Maybe come to a compromise as well. Maybe you could throw in a morning or two if he were willing to take care of you at night once or twice week?


----------



## SweetiepieMI (Jan 22, 2010)

My hubs usually doesnt mind being woken up to some good down below action. BUt the problem with that i dont want to be the one initiating it all the time.... and I know that he does too in the mornings, but I just dont like the idea of morning breath dry mouth sex.... Compromising would be a good idea though, I give in to the mornings maybe 2 times a month if he hooks it up at night....


----------



## mike1 (Jun 15, 2009)

SweetiepieMI said:


> My hubs usually doesnt mind being woken up to some good down below action. BUt the problem with that i dont want to be the one initiating it all the time.... and I know that he does too in the mornings, but I just dont like the idea of morning breath dry mouth sex.... Compromising would be a good idea though, I give in to the mornings maybe 2 times a month if he hooks it up at night....


I think that's the right idea, I can't think of a guy that wouldn't be up for that exchange! And you can always keep a travel sized toothpaste or mouthwash next to the bed if it's the morning breath that bothers you.


----------



## keefer (Jan 27, 2010)

Anyway to get that afternoon to push through to when you get home. How about some sexy emails/texts back and forth.


----------



## SweetiepieMI (Jan 22, 2010)

keefer said:


> Anyway to get that afternoon to push through to when you get home. How about some sexy emails/texts back and forth.


I would honestly be SHOCKED is he ever sent a sexual text hahaha, if you knew him then you owuld know why. I have sent him some and a picture or two and he will respond by calling me and be like- "mmm, what did i do to deserve that" 
but hes not a typer or txter AT ALL.......

I did give him some action this morning which he was VERY ahppy about because i initiated it, we didnt have too much time before work so i just gave him a quick hand/bj but he promised he was gonna hook it up and return the favor tonite  so that is a plusbut once again, unless we are going to go at it all weekend- tht'll make it just 2 times this week./...


----------



## keefer (Jan 27, 2010)

I would probably faint if my wife sent me one.


----------



## cliff (Jan 31, 2009)

SweetiepieMI, have you asked him what you guys as a couple could do in order to facilitate him taking more initiative?
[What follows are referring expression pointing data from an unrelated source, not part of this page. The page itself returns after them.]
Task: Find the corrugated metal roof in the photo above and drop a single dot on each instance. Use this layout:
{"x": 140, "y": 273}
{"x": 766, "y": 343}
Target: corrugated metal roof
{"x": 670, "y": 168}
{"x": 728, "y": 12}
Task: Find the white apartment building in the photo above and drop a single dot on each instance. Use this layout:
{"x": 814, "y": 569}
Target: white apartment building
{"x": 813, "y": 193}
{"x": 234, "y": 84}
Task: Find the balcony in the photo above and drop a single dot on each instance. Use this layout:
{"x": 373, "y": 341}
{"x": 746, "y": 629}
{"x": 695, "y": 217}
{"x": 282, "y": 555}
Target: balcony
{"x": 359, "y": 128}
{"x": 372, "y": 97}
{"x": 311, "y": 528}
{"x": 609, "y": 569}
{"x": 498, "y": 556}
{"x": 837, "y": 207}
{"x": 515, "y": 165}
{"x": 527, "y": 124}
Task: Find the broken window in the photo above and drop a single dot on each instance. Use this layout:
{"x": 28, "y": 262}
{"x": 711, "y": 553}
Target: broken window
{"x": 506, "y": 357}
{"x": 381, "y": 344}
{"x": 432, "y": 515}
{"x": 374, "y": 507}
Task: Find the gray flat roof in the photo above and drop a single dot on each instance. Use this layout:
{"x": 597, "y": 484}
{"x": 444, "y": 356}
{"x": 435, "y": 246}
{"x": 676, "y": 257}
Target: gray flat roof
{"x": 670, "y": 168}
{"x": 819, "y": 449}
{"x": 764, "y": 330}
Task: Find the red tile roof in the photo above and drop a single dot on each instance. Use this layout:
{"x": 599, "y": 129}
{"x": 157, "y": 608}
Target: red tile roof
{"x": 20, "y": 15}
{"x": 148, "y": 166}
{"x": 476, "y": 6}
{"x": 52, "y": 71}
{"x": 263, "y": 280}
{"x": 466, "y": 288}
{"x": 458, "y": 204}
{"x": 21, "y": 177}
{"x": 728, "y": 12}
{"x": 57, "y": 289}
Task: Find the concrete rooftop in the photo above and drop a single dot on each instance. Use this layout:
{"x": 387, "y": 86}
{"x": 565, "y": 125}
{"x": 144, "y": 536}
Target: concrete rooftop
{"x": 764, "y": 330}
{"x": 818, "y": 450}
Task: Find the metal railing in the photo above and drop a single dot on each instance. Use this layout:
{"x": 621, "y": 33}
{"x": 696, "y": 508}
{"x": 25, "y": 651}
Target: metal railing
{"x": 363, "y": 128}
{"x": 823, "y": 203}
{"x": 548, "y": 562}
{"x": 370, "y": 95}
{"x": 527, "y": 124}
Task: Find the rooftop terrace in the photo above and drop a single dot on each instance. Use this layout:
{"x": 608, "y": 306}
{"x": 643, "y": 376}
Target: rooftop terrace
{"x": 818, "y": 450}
Getting some task or chore out of his way? Or letting him know just because he's going to sleep early shouldn't have to get in the way of you guys being together more often? I think that's when a couple can be in danger of getting into a rut: he'll be happy to have sex with you, but will be waiting for you to bring it up all the time.

I don't remember if you said, bur does he want it more frequently too?

I applaud your efforts!


----------



## SweetiepieMI (Jan 22, 2010)

I asked his about that this past weekend. He said he's satisfied with like 2-3 times a week :/ 
I told him I want like 3-4, so we should both at least take the time to do it 3 times a week.


----------